Researchers found that using CDS Hooks to recommend a SMART on FHIR app can increase app utilization by 130 percent.

Clinician decision support (CDS) Hooks prompts recommending the use of a SMART on an FHIR app can lead to a significant increase in SMART on FHIR app utilization, according to a study published in the Journal of the American Medical Informatics Association (JAMIA).

SMART on FHIR, an open-source data standard, aims to support healthcare interoperability for real-time access to health information across the care continuum.

Since its inception, the use of SMART on FHIR has become more widespread across healthcare facilities.

The rise of SMART on FHIR apps has created a need for suggesting relevant apps to end-users, the researchers stated.

In addition, the abundance of SMART on FHIR apps could create fatigue for clinicians as there are too many for the end-use to choose from. CDS tools have already been attributed to clinician burden; the alerts are linked to alert fatigue, loss of autonomy, changes in workflow, and increased EHR usage. 

This proliferation of apps also can lead to many of them being ignored.

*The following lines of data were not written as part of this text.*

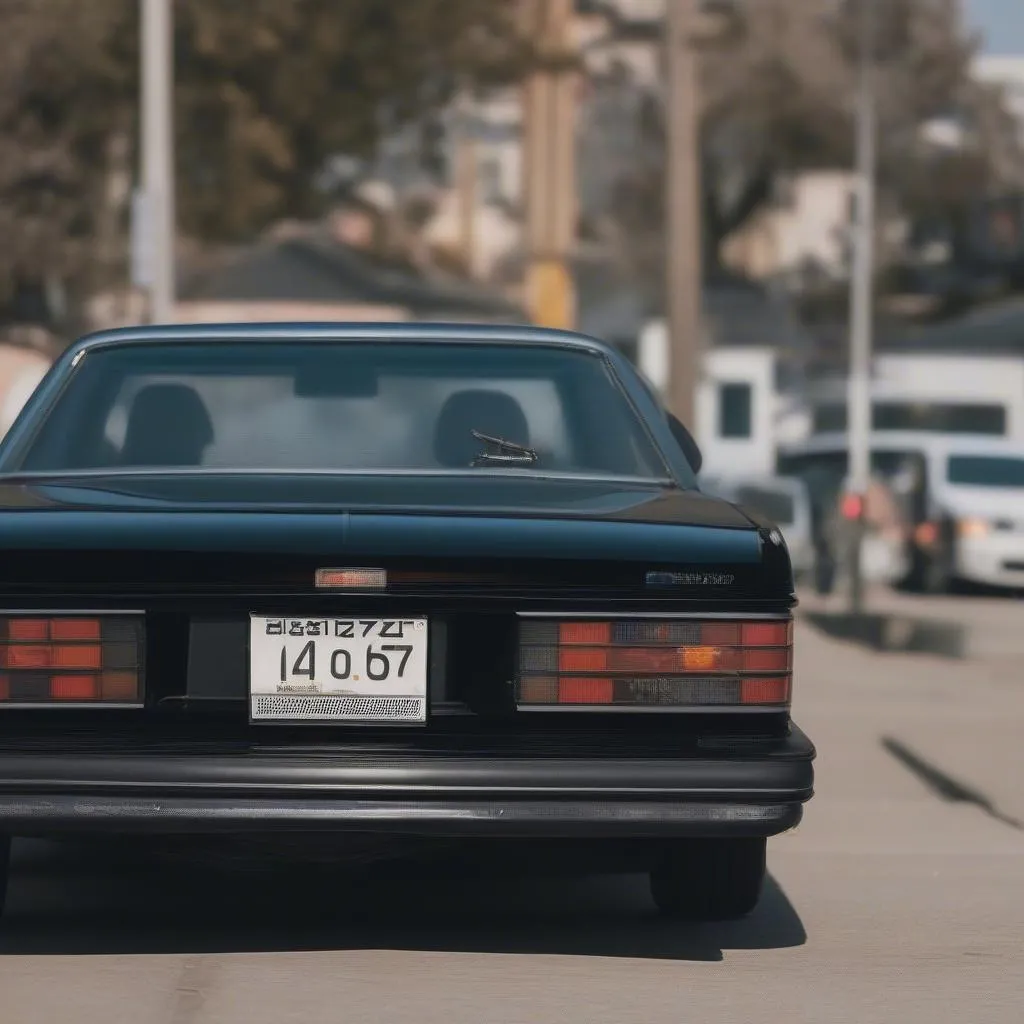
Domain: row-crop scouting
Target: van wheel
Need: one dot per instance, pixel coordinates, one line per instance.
(937, 576)
(710, 880)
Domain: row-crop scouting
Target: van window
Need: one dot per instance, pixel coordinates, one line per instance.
(985, 471)
(734, 411)
(775, 505)
(934, 417)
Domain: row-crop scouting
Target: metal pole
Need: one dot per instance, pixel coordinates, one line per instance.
(683, 284)
(861, 306)
(158, 153)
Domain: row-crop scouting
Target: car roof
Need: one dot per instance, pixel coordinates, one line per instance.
(342, 332)
(790, 484)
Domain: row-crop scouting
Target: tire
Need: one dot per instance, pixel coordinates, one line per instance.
(4, 869)
(938, 576)
(710, 880)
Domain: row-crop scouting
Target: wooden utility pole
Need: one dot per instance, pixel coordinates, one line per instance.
(549, 166)
(684, 242)
(466, 173)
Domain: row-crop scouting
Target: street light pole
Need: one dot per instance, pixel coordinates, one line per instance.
(861, 300)
(157, 52)
(683, 243)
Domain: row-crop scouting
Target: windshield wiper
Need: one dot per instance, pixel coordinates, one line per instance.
(508, 454)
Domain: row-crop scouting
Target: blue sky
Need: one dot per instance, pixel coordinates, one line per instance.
(1001, 22)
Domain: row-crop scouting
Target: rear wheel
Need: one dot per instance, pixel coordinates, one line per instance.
(710, 880)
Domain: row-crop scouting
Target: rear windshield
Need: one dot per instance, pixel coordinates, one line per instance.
(774, 505)
(985, 470)
(342, 407)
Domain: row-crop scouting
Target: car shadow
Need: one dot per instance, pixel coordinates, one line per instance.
(66, 902)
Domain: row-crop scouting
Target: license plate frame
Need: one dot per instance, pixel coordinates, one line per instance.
(343, 670)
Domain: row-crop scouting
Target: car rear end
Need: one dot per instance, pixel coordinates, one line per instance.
(640, 694)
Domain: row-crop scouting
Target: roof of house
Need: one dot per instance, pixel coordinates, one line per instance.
(990, 330)
(315, 268)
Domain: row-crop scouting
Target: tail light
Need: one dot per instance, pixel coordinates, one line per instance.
(654, 664)
(61, 659)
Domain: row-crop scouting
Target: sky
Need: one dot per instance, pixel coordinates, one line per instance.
(1000, 22)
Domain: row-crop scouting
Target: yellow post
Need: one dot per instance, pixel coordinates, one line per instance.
(549, 169)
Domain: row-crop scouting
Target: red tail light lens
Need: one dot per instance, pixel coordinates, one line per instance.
(654, 663)
(60, 659)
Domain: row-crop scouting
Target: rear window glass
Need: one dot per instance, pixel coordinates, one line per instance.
(985, 471)
(344, 407)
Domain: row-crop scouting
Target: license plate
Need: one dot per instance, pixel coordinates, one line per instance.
(339, 670)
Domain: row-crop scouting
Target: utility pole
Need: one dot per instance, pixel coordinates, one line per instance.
(157, 54)
(861, 303)
(549, 166)
(684, 228)
(466, 183)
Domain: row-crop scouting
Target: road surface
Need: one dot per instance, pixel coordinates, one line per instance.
(899, 899)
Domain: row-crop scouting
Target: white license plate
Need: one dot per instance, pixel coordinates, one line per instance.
(339, 670)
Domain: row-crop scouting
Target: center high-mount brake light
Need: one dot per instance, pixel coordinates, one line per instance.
(654, 664)
(57, 659)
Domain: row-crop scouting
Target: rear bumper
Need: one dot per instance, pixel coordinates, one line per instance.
(727, 793)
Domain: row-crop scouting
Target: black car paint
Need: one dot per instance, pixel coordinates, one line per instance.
(212, 551)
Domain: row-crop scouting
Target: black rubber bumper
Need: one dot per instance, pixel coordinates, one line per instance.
(728, 793)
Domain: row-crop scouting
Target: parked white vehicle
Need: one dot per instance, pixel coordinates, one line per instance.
(963, 496)
(979, 492)
(784, 501)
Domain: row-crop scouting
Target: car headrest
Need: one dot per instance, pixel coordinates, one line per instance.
(168, 425)
(492, 413)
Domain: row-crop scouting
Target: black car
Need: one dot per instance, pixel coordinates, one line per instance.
(438, 582)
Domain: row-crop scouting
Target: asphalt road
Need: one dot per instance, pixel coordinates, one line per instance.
(900, 898)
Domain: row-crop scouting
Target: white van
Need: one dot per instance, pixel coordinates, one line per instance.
(964, 498)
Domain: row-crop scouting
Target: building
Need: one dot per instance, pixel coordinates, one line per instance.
(1008, 74)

Both of these issues could potentially be resolved by recommending relevant Smart on FHIR apps within the clinician’s workflow, the researchers explained.

“We believe this is a unique and important use case for CDS Hooks because opening and using an application can take substantially more clicks and effort than other responses to EHR prompts, such as ordering HIV screening laboratory tests with a single click,” Keaton Morgan, MD, MS, corresponding author and assistant professor at the University of Utah wrote.

“Thus, we believe that identifying how best to facilitate the appropriate use of such apps is of specific importance, especially given the amount of time and resources required to develop these applications,” Morgan added.

In the study, the researchers examined the use of CDS Hooks for providing clinical care recommendations.

The seven-month trial containing 70 providers determined whether CDS Hooks could increase the utilization of six medical calculators in a SMART on FHIR medical reference app.

The CDS Hooks use a combination of patient location, chief complaint, patient age, and vital signs as data inputs to recommend SMART on FHIR apps. And overall, they worked.

Providers in the intervention group used the MDCalc for EHR app to view a study calculator in 6 percent of the unique interactions compared to 2.6 percent in the control group, representing a 130 percent increase in app utilization.

Similarly, the number of providers that viewed the study calculator in the app during a unique interaction increased from 37 percent to 80 percent, indicating a 116 percent increase in the number of app users.

The results from the study demonstrate how CDS Hooks can guide the appropriate use of SMART on FHIR apps. In addition, CDS Hooks could potentially mitigate usability issues for clinicians that may arise with the development of an extensive EHR app-based ecosystem.

“CDS Hooks offers many advantages over current, native CDS systems in commercial EHRs,” the study co-authors concluded. “Examples include improved scalability, decreased system development cost, and enhanced functionality. Unfortunately, CDS Hooks is not currently available across all EHR platforms, and this is a limitation of this study.”